Recently I thought that maybe I was having an OB but I wasnt sure because I didnt have any simptoms but I had one tiny red spot and a cut on the top of my vagina, that could have been from sex. I told him this ( that I think I either was having an OB or my initial OB was still lingure), but he says to me "Do you want it?" And I said, "not if its going to hurt you" and he said "If you want it, and I want it (sex), than I dont care. From what I know, were going to be together forever anyways"
god!! I love him so much!!!!
Take care everyone and I hope and to all you guys out there who have H, just think! there are men outthere who are willing to put themselves at risk to be with the person they are in love with so dont feel ashamed or bad if you have it because others are willingly putting themselves at risk!!
I am glad that you shared your story. For those who read her testimony, please believe me that that particular situation can happen to you, too. There are people out there, who may or may not be infected with H or anything else, who are willing to love you for you.
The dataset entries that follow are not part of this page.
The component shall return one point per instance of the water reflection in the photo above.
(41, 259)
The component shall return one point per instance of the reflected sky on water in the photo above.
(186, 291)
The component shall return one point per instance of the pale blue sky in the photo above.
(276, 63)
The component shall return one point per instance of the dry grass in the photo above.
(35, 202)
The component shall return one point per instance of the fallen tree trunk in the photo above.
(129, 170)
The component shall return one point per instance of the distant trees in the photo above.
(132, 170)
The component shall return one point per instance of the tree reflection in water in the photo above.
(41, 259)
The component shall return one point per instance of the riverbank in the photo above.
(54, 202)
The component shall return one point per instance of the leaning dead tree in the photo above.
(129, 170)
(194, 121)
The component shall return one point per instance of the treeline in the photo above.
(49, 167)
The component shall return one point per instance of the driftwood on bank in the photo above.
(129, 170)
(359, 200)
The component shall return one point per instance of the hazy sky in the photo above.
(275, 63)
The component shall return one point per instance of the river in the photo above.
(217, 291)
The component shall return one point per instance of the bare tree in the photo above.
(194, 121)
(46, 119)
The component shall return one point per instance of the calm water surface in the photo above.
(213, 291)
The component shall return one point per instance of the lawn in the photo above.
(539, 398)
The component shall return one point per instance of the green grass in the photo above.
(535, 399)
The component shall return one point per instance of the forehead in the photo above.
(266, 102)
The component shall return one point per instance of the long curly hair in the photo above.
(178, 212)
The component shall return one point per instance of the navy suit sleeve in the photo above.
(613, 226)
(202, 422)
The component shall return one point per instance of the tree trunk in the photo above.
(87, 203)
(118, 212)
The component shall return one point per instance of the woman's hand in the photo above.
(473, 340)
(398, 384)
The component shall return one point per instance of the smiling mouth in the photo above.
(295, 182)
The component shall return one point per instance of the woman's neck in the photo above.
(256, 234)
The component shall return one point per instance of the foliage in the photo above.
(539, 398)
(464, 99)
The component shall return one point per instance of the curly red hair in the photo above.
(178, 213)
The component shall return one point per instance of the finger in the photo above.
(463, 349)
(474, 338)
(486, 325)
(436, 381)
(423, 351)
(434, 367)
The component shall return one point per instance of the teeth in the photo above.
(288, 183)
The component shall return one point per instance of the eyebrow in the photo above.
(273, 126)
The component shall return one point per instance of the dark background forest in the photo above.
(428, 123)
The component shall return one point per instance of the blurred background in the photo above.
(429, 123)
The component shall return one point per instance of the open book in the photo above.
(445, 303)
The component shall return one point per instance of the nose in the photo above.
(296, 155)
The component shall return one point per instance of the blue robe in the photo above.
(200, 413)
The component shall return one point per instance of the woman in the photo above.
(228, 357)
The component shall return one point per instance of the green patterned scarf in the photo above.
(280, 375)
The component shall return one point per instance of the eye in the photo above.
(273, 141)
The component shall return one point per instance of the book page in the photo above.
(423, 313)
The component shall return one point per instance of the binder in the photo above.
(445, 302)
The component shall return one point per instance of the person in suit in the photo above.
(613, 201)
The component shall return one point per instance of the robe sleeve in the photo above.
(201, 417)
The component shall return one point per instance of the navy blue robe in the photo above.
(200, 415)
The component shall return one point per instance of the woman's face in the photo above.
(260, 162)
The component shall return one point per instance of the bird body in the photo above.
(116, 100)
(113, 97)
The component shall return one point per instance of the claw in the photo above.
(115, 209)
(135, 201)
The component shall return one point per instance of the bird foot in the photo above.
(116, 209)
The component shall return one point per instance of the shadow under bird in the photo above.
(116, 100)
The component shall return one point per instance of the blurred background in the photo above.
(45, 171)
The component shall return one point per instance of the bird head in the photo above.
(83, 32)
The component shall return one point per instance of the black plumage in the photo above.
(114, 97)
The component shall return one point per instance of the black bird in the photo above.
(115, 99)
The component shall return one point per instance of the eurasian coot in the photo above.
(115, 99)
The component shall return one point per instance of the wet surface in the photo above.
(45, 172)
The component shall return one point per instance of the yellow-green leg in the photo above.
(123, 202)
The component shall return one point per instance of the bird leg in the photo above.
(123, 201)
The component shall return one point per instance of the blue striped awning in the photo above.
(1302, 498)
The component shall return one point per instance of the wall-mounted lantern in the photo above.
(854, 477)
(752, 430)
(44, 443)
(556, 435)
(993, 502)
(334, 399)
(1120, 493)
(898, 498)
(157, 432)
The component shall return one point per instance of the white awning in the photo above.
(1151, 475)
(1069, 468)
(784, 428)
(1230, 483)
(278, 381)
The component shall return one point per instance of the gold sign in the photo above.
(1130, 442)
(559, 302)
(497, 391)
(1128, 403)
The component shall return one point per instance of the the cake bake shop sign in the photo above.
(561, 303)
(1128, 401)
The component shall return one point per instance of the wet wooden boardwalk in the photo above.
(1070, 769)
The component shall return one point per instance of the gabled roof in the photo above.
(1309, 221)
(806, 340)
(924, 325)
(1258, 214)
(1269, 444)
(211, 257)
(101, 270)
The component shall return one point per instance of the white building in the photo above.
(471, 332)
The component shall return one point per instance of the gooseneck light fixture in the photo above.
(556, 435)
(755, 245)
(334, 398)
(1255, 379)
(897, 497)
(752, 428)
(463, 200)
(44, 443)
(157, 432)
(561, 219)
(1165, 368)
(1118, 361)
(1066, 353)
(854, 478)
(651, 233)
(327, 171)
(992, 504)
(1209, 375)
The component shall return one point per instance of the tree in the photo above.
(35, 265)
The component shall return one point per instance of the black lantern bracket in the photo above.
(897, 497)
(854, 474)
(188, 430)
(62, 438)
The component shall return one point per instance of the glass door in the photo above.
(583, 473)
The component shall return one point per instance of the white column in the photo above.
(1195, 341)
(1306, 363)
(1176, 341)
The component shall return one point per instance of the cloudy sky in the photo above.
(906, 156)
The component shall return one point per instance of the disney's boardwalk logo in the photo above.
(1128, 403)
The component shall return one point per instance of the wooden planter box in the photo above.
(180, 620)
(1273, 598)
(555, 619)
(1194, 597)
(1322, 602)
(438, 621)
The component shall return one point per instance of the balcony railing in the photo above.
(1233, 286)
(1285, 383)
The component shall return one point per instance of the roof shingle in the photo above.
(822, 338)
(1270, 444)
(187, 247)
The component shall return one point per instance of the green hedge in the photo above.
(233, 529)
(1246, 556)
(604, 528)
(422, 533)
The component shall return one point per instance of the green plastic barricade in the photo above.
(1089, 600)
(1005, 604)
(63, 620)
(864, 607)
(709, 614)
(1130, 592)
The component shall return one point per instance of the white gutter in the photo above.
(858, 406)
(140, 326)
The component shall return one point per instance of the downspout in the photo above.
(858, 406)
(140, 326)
I did not believe this until I went through a changing experience, very similar to gerrysgirl. Mine was not as smooth and took a few years to evolve too, but the wait was worth it because devotion and friendship stood above the other issues.
Congrats to all those that have found a partner! To all those who are turning over a new leaf, the best thing you can do is continue to love yourself and boost your self esteem. When you see yourself as more than a skin condition, eventually someone will, too.